Студент заметил, что о старце написал Толстой.

“Это который, Лев, что ль? Правильно, значит, написал”.

Писатель сказал, что он однажды видел похороны настоящего царя.

“Это которого?”

“Последнего”.

“Врёшь. Это когда же. Тебя тогда ещё и на свете не было”.

Подумав, он добавил:

“Видели мы их всех в гробу. Суки поганые... Чтоб им черти на том свете пятки щекотали...”

За перегородкой, где помещалась кухня, Василиса с грохотом свалила охапку дров.

“Да ведь уж топили, Васён!”

Бабий голос ответил:

“Холодно чегой-то”.

“Всё сгорит, – бормотал волосатый мужик, – Всё-о-о, – повторил он с видимым удовольствием, – пойдёт прахом!

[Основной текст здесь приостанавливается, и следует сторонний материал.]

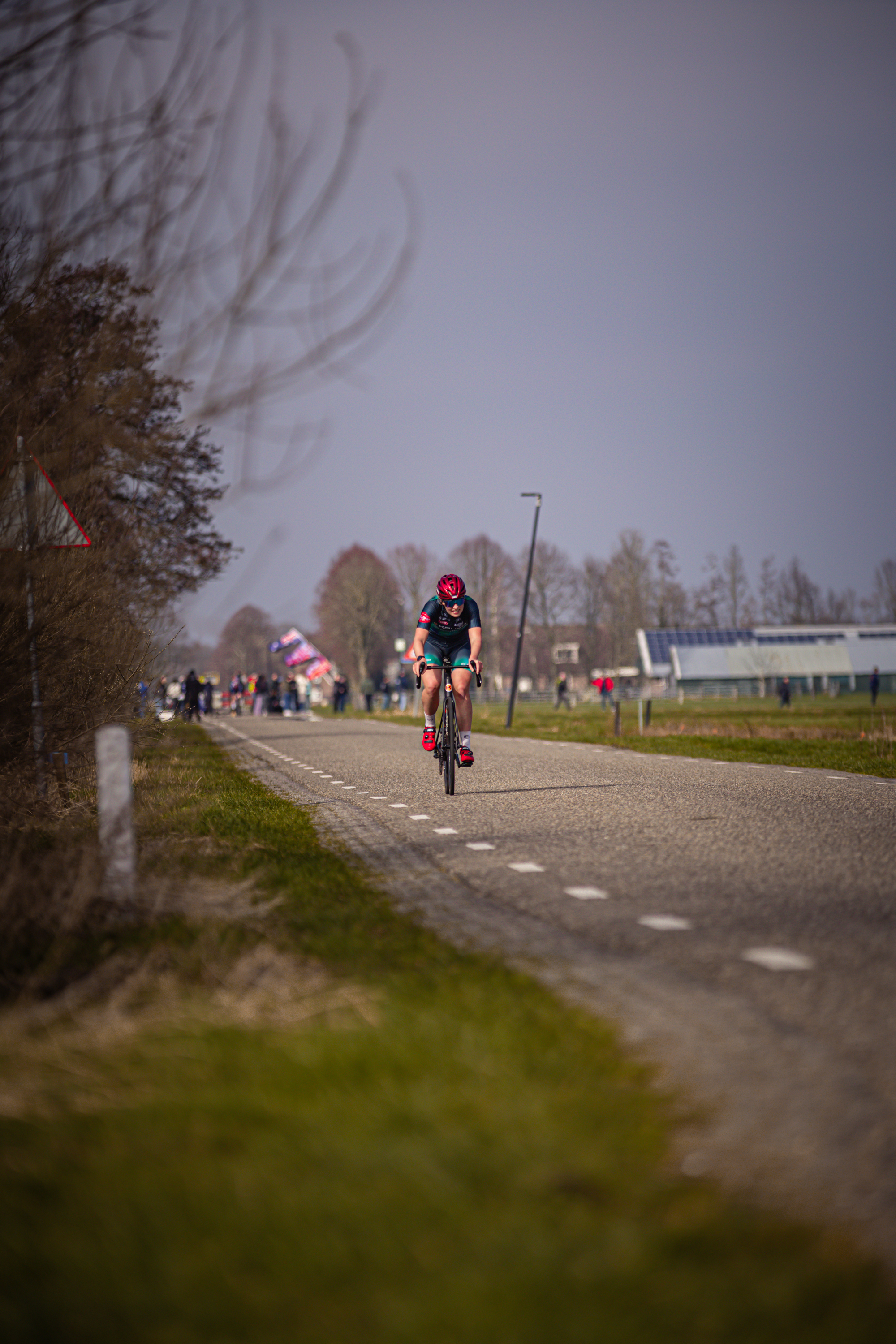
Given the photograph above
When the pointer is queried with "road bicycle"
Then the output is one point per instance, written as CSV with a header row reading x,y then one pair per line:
x,y
448,740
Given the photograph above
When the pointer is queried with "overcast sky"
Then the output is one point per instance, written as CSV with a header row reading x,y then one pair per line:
x,y
656,281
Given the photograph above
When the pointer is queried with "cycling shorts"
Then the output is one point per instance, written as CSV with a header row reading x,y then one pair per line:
x,y
436,651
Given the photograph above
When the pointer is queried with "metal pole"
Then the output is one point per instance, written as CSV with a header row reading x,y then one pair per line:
x,y
37,707
526,495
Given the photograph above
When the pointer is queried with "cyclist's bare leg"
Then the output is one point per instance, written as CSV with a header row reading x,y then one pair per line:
x,y
461,683
432,687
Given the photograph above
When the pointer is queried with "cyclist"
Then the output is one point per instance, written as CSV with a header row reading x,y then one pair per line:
x,y
449,627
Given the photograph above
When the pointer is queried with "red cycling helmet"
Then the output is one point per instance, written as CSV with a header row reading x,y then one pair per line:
x,y
450,589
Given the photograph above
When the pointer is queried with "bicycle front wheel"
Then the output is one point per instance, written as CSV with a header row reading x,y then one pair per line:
x,y
449,745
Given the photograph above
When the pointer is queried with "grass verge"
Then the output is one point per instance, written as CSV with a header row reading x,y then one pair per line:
x,y
465,1159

Ну, давай еще по маленькой”.

“Егоша, может, хватит?”

“Молчать!”

Выпили еще по маленькой.

“Сказано: всех покараю и не оставлю на камне... Ты читай Писание, там всё сказано. Евреи написали... По-нашему, жиды. Умные, гады, всё знают. А насчёт того-этого, ничего не бойся. Тут закон – тайга. А если спросит кто, нет таких, и гребите отседа”.

“Я вот тебе что скажу, – бормотал он. – Раз уж пошёл такой разговор... – Он наклонился и зашептал: – Меня тоже нет. Я уж который год живу как бы вовсе не живу. Спроси меня, кто я такой, я тебе не отвечу. Никто! Понял? Чего ты на меня смотришь? А? – мужик стукнул кулаком по столу. – Небось думаешь, нализался и ничего не соображает. А на самом-то деле кто тут с тобой сидит? С тобой Григорий Петров сидит! А может, и не Григорий Петров, может, вовсе даже не человек, а так, одна мечта”.

“Да что ж это такое!.. Ты его не слушай – болтает незнамо что”.

“Нет меня. Убили, пропал без вести. У меня и похоронка есть, там прямо сказано: погиб в боях, за нашу советскую родину. Е...ть её в рот. Нет таких, и всё, и катитесь вы все к едреней фене”.